The final version came in the form of three documents: the Joint Declaration itself, an “official common statement” indicating how the two parties understand the Joint Declaration, and an “annex” in which the points raised in the response were addressed as well as additional concerns from the Lutheran side. The statement asserted that “consensus in basic truths of the doctrine of justification exists between Lutherans and Catholics.”

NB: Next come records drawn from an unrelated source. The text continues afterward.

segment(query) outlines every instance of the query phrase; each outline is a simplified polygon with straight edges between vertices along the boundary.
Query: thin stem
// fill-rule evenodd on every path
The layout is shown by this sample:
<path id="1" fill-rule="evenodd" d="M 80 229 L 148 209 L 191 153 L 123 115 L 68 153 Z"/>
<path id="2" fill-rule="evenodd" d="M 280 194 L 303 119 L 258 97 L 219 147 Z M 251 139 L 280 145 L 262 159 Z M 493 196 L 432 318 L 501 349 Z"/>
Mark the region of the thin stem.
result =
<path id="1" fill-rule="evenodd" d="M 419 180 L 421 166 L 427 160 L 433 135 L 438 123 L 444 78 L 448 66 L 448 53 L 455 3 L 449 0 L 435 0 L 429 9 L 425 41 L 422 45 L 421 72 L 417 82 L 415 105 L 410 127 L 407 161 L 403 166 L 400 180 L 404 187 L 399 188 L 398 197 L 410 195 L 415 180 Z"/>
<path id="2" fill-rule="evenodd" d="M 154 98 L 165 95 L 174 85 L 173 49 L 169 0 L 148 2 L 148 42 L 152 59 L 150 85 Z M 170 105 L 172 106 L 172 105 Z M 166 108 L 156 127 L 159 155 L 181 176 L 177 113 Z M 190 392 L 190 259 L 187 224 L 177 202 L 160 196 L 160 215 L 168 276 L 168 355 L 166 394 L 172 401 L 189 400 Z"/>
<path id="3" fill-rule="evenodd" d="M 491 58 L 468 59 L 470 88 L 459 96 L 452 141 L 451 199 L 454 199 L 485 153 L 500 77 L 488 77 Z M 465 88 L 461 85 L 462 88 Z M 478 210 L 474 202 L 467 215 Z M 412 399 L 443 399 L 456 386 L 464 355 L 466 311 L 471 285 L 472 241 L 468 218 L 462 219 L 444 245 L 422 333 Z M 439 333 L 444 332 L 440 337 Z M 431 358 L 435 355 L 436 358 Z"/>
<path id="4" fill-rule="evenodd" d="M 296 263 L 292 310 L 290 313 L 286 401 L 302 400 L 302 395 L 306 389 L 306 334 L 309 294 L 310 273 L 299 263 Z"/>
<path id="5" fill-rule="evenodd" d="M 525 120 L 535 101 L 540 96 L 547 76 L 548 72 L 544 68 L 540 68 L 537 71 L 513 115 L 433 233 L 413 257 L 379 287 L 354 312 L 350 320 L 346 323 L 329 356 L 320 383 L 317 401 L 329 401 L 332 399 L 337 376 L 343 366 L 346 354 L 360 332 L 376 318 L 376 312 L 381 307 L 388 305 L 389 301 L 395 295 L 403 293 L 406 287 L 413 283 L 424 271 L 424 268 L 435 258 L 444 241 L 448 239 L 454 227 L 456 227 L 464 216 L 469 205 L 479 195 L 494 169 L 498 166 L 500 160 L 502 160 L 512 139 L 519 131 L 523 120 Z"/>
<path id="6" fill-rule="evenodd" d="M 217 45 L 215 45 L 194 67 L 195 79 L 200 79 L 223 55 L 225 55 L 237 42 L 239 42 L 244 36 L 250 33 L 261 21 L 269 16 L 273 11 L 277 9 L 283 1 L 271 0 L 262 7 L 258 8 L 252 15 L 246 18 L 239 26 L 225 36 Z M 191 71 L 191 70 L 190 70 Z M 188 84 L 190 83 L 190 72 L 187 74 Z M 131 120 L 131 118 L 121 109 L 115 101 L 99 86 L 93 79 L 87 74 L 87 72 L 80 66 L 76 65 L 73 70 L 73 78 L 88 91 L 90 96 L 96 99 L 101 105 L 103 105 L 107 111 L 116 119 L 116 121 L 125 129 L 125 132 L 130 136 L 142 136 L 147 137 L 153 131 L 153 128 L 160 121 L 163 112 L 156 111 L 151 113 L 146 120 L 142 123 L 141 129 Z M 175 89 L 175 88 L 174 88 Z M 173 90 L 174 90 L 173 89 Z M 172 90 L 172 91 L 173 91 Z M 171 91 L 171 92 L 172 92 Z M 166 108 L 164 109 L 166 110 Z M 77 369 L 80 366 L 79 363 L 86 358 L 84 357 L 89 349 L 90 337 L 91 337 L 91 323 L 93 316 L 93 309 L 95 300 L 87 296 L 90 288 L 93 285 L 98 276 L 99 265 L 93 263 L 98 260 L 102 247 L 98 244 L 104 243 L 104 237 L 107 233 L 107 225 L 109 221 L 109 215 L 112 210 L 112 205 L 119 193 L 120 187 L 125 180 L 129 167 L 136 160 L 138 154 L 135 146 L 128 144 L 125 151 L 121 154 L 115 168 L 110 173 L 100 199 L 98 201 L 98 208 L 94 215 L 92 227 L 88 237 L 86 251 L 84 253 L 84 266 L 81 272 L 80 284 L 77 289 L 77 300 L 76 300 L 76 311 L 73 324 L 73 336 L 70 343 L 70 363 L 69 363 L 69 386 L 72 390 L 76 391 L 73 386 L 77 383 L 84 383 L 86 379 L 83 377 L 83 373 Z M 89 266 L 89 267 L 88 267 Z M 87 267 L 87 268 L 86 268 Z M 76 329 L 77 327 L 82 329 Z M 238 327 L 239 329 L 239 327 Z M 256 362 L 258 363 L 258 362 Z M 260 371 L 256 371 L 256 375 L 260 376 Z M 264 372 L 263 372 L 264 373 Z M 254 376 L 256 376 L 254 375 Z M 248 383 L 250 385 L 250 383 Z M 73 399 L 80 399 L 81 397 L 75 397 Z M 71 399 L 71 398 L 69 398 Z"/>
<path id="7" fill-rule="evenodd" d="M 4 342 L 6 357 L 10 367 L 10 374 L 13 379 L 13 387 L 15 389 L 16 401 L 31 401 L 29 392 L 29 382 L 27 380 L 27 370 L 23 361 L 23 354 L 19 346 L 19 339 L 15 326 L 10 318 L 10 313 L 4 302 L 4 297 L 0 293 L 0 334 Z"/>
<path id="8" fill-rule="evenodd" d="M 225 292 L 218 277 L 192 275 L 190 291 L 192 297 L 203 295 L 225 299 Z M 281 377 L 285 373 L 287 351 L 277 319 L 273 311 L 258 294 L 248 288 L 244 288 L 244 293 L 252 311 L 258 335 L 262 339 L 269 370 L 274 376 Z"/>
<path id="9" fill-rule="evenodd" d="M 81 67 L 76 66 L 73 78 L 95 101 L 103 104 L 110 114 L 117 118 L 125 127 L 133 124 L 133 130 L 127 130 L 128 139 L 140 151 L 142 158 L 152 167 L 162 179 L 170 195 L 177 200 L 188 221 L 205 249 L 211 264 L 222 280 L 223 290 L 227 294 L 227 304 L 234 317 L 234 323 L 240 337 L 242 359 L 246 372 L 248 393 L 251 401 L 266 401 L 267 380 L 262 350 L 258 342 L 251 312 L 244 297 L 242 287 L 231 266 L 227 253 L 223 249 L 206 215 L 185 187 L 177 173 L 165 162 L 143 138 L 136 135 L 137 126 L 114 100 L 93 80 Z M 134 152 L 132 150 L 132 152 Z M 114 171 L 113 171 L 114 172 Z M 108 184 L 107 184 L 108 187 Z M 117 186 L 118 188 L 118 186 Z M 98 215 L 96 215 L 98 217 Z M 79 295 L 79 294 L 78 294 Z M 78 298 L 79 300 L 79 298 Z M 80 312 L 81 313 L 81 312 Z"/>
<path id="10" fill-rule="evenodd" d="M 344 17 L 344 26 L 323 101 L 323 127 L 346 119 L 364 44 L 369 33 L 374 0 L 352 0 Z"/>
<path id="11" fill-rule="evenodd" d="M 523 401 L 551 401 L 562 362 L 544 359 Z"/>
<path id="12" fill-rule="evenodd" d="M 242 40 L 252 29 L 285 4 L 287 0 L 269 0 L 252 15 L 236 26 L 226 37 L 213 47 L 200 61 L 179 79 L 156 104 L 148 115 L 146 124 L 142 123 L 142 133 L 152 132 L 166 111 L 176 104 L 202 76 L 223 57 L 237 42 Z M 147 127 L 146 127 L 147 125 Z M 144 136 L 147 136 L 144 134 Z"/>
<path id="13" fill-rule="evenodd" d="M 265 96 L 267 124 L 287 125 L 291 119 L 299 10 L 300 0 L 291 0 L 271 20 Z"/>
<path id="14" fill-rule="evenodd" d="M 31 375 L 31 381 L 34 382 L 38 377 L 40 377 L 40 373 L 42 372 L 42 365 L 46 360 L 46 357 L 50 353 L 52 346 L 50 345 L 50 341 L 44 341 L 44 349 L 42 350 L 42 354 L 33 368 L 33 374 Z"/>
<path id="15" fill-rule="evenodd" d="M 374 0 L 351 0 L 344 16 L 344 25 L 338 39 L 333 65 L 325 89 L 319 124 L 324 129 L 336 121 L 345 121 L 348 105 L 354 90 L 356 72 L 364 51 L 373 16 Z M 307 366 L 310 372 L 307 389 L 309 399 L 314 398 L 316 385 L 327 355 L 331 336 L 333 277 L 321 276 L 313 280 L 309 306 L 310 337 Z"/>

The annex offered point-by-point commentary on the issues raised in the 1998 response:

  • Baptism really does free humans from the power of sin, “yet we would be wrong to say that we are without sin.”
  • “The working of God’s grace does not exclude human action.”
  • “In the final judgment, the justified will be judged also on their works.”
  • “The doctrine of justification is the measure or touchstone for the Christian faith. No teaching may contradict this criterion.”
  • Pointedly, the annex said that “the response of the Catholic church [to the original declaration] does not intend to put in question the authority of Lutheran synods or of the Lutheran World Federation.”

With that, the doctrinal divide opened by the Reformation was, in effect, declared closed.

To be sure, the Joint Declaration has not exactly brought about an ecumenical New Jerusalem. Some Lutherans have rejected the agreement, including the International Lutheran Council and the Confessional Evangelical Lutheran Conference. On the Catholic side, the Vatican’s approval remains officially binding, but enthusiasm varies.

All signs suggest that sensitivities remain a bit raw. Recently, German Lutheran theologian Reinhard Frieling suggested that Benedict XVI might be declared an “honorary head of Christianity.” That, of course, falls far short of the “full, immediate and universal ordinary power in the church” asserted for the Roman Pontiff in canon law, but even so, Frieling’s suggestion produced such a backlash in Lutheran circles that he was forced to clarify that he supports “unity with, but not under, the pope.”

Yet the Joint Declaration on the Doctrine of Justification remains the ecumenical agreement in which Pope Benedict XVI was most intimately involved, first as a critic and then as its savior. As such, it illustrates both the doubts and the hopes that the first German pope in 500 years will carry with him on his homecoming later this month.